Non c’è il rischio che, come tutti gli italiani si sentono commissari tecnici della Nazionale, così tutti si trasformino in costituzionalisti?
«Non sarà così. Mi spiego: non faremo certo le consultazioni attraverso Twitter o Facebook. Ci sono esperimenti al riguardo fatti dai precedenti governi. Cito i casi del ministro Brunetta per quanto riguarda la pubblica amministrazione o più recentemente le iniziative di Barca e Profumo. E io intendo seguire il metodo delle consultazioni aperte alle Università, alle Fondazioni con l’idea di sentire non soltanto i maestri ma anche gli studenti. Quello che ci accingiamo a fare non è un esercizio di ingegneria istituzionale, è un grande evento sociale, un metodo per ricreare, se possibile, un meccanismo corretto sulla successione tra generazioni».
Non è un po’ vago?
«Niente affatto. La prossima settimana farò un’audizione alle due commissioni Affari costituzionali in seduta congiunta. Tra due settimane ci sarà un dibattito in Parlamento su mozioni di indirizzo. Da questa discussione il governo trarrà da un lato indicazioni per formare il comitato incaricato di produrre dei testi e dall’altro farà partire la procedura di revisione costituzionale per consentire di creare la Convenzione che risulterà formata dalle due commissioni affari costituzionali».
E i tempi?
«Siamo dentro la cornice dei 18 mesi ipotizzati dal premier Letta. Il comitato, che io mi auguro sia allargato anche ai rappresentanti delle alte magistrature, lavorerà fino alla fine di settembre, quando sicuramente le prime due letture saranno state fatte e la Convenzione potrà cominciare la sua attività».

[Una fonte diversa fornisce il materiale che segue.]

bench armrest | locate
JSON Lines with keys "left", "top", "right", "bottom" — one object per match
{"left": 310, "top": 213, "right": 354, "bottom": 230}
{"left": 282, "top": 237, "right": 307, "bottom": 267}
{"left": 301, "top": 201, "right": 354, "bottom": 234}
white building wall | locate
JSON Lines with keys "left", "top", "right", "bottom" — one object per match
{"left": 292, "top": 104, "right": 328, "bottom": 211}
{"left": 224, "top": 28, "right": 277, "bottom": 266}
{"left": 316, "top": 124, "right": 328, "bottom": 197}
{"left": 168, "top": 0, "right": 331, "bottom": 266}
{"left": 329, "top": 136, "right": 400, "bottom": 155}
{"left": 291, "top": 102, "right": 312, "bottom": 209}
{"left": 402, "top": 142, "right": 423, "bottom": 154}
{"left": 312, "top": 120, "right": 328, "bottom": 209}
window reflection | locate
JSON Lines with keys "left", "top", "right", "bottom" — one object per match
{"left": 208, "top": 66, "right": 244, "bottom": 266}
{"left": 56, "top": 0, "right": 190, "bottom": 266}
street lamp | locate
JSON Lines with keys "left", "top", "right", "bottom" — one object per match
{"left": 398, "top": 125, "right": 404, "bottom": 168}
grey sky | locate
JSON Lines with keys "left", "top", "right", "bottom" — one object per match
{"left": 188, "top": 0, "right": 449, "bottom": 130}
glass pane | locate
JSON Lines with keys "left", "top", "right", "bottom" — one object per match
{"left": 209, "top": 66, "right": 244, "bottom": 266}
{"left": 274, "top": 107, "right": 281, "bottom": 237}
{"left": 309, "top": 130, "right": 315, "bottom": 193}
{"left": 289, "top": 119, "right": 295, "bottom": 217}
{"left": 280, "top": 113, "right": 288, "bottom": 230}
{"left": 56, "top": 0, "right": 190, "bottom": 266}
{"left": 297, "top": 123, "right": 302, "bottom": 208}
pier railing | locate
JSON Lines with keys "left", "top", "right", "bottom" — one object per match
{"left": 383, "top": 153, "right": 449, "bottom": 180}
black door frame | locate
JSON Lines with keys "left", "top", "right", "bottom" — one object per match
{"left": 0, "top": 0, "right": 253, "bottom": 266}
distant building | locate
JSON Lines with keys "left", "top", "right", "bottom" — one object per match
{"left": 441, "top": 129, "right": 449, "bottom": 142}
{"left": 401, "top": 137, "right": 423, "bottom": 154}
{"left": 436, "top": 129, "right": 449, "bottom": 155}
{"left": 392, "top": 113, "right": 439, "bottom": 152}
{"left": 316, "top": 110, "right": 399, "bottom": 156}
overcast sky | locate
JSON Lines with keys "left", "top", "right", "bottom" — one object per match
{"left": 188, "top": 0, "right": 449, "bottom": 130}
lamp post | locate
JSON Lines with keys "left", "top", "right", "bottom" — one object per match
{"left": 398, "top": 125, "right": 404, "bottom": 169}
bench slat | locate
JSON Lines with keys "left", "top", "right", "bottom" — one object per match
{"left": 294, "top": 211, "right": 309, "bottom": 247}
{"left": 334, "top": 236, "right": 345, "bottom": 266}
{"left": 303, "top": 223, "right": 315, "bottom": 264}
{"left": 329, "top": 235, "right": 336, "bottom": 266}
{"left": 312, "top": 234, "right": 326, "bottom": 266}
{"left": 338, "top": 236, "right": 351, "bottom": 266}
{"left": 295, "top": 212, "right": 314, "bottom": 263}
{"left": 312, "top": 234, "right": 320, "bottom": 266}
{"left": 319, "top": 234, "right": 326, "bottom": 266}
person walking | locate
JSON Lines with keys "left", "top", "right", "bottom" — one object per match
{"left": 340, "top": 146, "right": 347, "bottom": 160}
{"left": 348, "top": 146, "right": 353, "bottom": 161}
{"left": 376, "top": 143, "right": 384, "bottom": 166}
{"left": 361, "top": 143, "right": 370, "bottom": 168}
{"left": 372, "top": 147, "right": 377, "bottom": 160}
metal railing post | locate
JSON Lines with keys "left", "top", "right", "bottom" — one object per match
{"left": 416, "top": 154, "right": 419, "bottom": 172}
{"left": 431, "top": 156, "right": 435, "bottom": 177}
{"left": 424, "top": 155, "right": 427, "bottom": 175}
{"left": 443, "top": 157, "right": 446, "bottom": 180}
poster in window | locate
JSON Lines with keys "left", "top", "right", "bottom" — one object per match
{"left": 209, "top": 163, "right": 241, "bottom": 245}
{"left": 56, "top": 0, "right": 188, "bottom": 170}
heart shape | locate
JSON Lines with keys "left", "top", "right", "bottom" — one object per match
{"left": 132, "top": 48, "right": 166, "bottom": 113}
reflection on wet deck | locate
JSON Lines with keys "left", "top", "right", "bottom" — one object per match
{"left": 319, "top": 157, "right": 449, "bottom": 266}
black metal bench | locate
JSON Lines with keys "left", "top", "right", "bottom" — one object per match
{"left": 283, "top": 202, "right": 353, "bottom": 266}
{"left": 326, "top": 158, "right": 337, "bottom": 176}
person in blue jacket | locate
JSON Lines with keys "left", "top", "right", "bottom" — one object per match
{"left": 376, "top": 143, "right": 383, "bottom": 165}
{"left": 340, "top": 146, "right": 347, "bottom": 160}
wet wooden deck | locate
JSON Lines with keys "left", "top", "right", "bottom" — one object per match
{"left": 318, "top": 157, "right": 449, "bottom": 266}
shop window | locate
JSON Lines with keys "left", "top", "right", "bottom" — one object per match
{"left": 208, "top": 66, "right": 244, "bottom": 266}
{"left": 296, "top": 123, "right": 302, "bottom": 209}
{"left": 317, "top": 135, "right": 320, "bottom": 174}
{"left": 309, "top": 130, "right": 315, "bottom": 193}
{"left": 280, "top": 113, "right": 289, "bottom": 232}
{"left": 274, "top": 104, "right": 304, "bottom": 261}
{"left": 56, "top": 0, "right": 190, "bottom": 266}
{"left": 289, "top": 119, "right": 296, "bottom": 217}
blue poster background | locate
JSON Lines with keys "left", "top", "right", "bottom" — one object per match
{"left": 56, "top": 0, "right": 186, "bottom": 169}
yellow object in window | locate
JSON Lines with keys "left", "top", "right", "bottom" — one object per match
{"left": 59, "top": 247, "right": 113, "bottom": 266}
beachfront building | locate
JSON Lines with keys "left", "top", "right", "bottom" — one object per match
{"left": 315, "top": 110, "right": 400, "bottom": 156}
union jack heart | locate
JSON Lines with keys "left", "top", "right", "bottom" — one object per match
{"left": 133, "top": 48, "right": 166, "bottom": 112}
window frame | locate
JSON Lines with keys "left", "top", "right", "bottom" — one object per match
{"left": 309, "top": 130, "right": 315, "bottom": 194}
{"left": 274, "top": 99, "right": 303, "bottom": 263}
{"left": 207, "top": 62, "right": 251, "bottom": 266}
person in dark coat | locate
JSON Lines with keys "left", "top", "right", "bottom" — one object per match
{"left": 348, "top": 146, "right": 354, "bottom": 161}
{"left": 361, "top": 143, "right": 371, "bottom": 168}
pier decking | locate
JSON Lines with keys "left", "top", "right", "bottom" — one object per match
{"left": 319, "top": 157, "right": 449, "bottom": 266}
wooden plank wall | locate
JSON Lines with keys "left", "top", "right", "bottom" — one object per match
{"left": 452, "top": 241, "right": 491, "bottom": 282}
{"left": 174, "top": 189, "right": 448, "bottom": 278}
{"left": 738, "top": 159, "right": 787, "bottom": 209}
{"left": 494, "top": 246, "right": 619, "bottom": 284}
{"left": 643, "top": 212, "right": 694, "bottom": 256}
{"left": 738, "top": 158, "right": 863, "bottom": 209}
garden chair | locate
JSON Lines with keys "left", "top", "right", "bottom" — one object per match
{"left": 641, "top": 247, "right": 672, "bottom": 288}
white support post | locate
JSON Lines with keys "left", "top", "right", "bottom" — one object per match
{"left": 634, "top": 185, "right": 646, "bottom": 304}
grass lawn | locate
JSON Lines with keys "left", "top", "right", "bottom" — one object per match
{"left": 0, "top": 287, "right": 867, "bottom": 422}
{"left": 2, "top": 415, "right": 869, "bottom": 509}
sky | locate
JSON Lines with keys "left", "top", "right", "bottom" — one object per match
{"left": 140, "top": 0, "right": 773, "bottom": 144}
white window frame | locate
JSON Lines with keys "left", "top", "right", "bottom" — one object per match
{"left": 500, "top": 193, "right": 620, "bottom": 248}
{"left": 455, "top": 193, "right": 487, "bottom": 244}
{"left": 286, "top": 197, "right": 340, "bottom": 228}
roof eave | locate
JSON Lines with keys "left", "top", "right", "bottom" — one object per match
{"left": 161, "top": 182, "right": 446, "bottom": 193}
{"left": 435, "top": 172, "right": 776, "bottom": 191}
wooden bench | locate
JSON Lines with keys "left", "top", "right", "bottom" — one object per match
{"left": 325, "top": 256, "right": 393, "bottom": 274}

Questo comitato da dove partirà?
«Credo dai tre grandi capitoli – forma di Stato, forma di governo, bicameralismo – che i padri costituenti hanno lasciato incompiuti consapevolmente. Noi, cioè, dovremo onorare il legato che ci hanno lasciato e che loro non hanno potuto portare a termine per le temperie politiche nelle quali erano immersi. Aggiungo che come bussola abbiamo il documento dei facilitatori insediati dal presidente Napolitano. Nel momento in cui questo comitato avrà terminato il suo lavoro, i testi saranno consegnati al governo che provvederà a tradurli in uno o più progetti che, a loro volta, saranno consegnati alla Convenzione affinché li esamini».